Pasal 2
BAB 2 — KUASA PENGGUNA ANGGARAN KREDIT INDUSTRI
(1) Menteri selaku PA BUN menetapkan Direktur Jenderal
Ketahanan, Perwilayahan, dan Akses Industri Internasional, Kementerian Perindustrian sebagai KPA KIPK.

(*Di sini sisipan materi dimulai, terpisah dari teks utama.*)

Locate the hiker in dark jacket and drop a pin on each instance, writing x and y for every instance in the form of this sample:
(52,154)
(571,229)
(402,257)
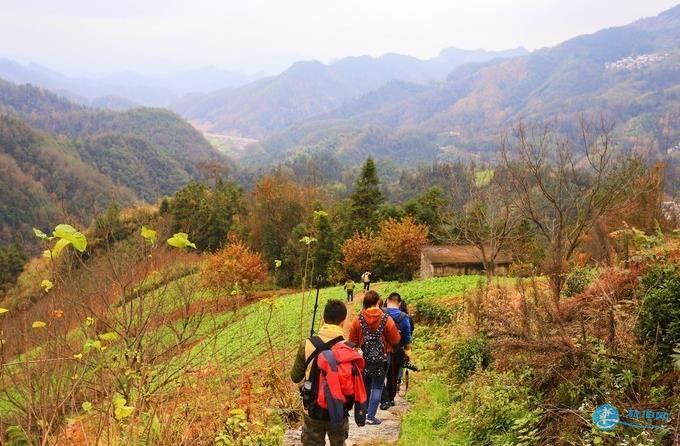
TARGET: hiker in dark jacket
(317,424)
(377,334)
(397,357)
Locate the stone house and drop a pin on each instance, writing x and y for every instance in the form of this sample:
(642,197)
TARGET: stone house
(457,260)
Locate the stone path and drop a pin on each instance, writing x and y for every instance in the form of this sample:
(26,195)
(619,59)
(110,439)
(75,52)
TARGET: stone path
(386,433)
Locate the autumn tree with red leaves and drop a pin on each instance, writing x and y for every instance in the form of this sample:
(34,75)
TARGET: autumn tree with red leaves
(234,268)
(398,246)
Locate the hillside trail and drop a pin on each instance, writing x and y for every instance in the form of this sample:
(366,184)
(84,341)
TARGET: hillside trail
(386,433)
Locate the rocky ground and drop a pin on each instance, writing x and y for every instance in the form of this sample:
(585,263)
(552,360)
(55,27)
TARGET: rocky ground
(386,433)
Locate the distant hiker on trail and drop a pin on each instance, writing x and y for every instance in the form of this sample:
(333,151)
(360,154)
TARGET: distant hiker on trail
(349,287)
(400,353)
(377,334)
(366,279)
(332,374)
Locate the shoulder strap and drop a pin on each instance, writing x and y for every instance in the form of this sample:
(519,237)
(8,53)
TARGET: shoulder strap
(364,326)
(320,346)
(383,322)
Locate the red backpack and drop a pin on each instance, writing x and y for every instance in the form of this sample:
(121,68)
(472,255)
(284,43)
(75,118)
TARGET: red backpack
(341,382)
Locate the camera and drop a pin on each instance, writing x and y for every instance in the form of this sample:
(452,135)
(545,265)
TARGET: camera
(410,366)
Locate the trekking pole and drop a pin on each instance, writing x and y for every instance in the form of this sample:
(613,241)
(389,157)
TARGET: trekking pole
(316,304)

(2) Dalam hal KPA KIPK sebagaimana dimaksud pada ayat
(1) berhalangan, Menteri menetapkan Sekretaris
Direktorat Jenderal Ketahanan, Perwilayahan, dan Akses Industri Internasional, Kementerian Perindustrian sebagai pejabat pelaksana tugas KPA KIPK.
(3) Keadaan berhalangan sebagaimana dimaksud pada
ayat (2) merupakan suatu keadaan yang menyebabkan pejabat yang ditetapkan sebagai KPA KIPK sebagaimana dimaksud pada ayat (1):
- tidak terisi dan menimbulkan lowongan jabatan; dan
- masih terisi namun tidak dapat melaksanakan tugas melebihi 45 (empat puluh lima) hari kalender.
(4) Pejabat pelaksana tugas KPA KIPK sebagaimana
dimaksud pada ayat (2) memiliki kewenangan dan tanggung jawab yang sama dengan KPA KIPK.
(5) Menteri dapat menetapkan perubahan KPA KIPK
dengan Keputusan Menteri berdasarkan usulan dari menteri yang menyelenggarakan urusan pemerintahan di bidang perindustrian.